Tribune
Trop longtemps absent des préoccupations des marques comme des médias, le sujet du féminisme ne doit pas pour autant devenir un diktat social. Le secteur des RP ne doit pas céder au « feminism washing ».

Ces cinq dernières années, tous les responsables RP ont vu émerger une nouvelle opportunité pour attirer l'attention des médias : le féminisme. Des portraits de femmes entrepreneures aux quotas d’expertes sur les plateaux, nous en avons tous allègrement profité, d’abord, car là est notre vocation, ensuite, parce que nous avions alors le sentiment de défendre une cause, et non des moindres : la légitime représentativité des femmes dans l’économie.

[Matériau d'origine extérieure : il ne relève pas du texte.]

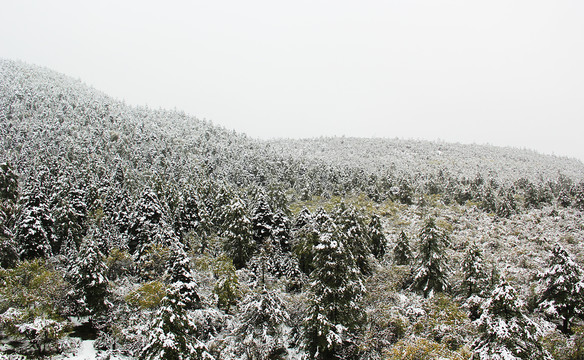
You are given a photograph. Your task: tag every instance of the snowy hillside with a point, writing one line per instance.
(134, 233)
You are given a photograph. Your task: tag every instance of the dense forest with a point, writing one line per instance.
(160, 236)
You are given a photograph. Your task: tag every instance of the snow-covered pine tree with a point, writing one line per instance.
(563, 288)
(171, 332)
(351, 225)
(378, 241)
(430, 276)
(88, 276)
(336, 290)
(402, 253)
(475, 277)
(34, 228)
(180, 276)
(263, 221)
(227, 286)
(281, 231)
(239, 244)
(263, 318)
(145, 222)
(8, 183)
(70, 222)
(505, 332)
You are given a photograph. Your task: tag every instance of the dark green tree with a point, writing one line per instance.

Force est de constater que ce mouvement, initialement louable, s’est pour le moins emballé, entre les marques s’autoproclamant pionnières en matière de lutte pour l’équité, celles s’enorgueillissant de la création ou l’existence de réseaux de femmes jusque-là inconnus ou invisibles et les unes des médias dédiées aux portraits de « femmes-entrepreneures » ou « femmes au pouvoir »… Comme une manière de laver la conscience coupable de ne leur avoir laissé, jusque-là, que trop peu de voix au chapitre ? Les communications féministes au forceps nous mettent aujourd’hui mal à l’aise en tant que professionnelles des RP, et très mal à l’aise en tant que femmes. Il est, selon nous, plus que jamais grand temps de tirer la sonnette d’alarme afin d’enrayer ce phénomène aux effets contre-productifs à terme.

Féminisation galopante

Intermédiaires entre patrons et journalistes, les professionnels des RP sont sans conteste les mieux placés pour constater cette « féminisation » galopante de la communication. Considérées tant comme un marché à conquérir que comme un outil de « blanchiment » d’un passé peu glorieux et mal avoué, les femmes sont en effet devenues en quelques années un levier de réputation et, in fine, de croissance, pour les entreprises comme pour les médias. De la naissance dans la presse économique de rubriques, chroniques ou journalistes entièrement dédiés aux femmes à l’émergence progressive de l’exigence de quotas féminins sur les plateaux télé et radio, les illustrations de ce phénomène sont de plus en plus nombreuses. Qu’il relève de l’engagement réel ou de l’opportunisme pur, cet intérêt nouveau pour la femme, en braquant une lumière jusqu’alors trop faible sur ces dirigeantes, expertes ou témoins, porte certes des enjeux et des bénéfices bien réels en matière d’équité et dont il n’est plus nécessaire aujourd’hui de se convaincre. Néanmoins, ce « combat » s’est armé dernièrement de méthodes parfois radicales, au risque d’en devenir, au mieux, dérangeantes, au pire, excluantes.

Syndrome

Désormais au cœur des préoccupations des marques et des médias, la femme comme incarnation du combat de tous au nom de l’égalité, se veut désormais l’outil du combat de chacun contre le péril sexiste. Dans les faits, les symptômes de ce glissement impactent directement les métiers de la communication : experts efficaces recalés par les rédactions parce que masculins, médias refusant des partenariats avec des événements non strictement paritaires, surmédiatisation de femmes entrepreneures au bénéfice de leurs chiffres de réussite finalement peu lisibles ou convaincants… Trahissant un syndrome dangereux de « feminism washing », ces exigences transforment progressivement notre métier de relations presse. En contraignant les agences à rechercher, au nom de la représentativité davantage qu’à celui de la légitimité, des profils féminins pour satisfaire les désirs ou contraintes paritaires­ - et ses vœux pieux associés -, ces usages tendent à éloigner les RP de leur mission essentielle : faire de la communication un levier stratégique de croissance pour l’entreprise, en dehors de tout diktat social, par nature fluctuant et si tristement éphémère. Ils éloignent aussi les femmes de leur combat réel : exister par légitimité et loin de toute suspicion de privilège genré.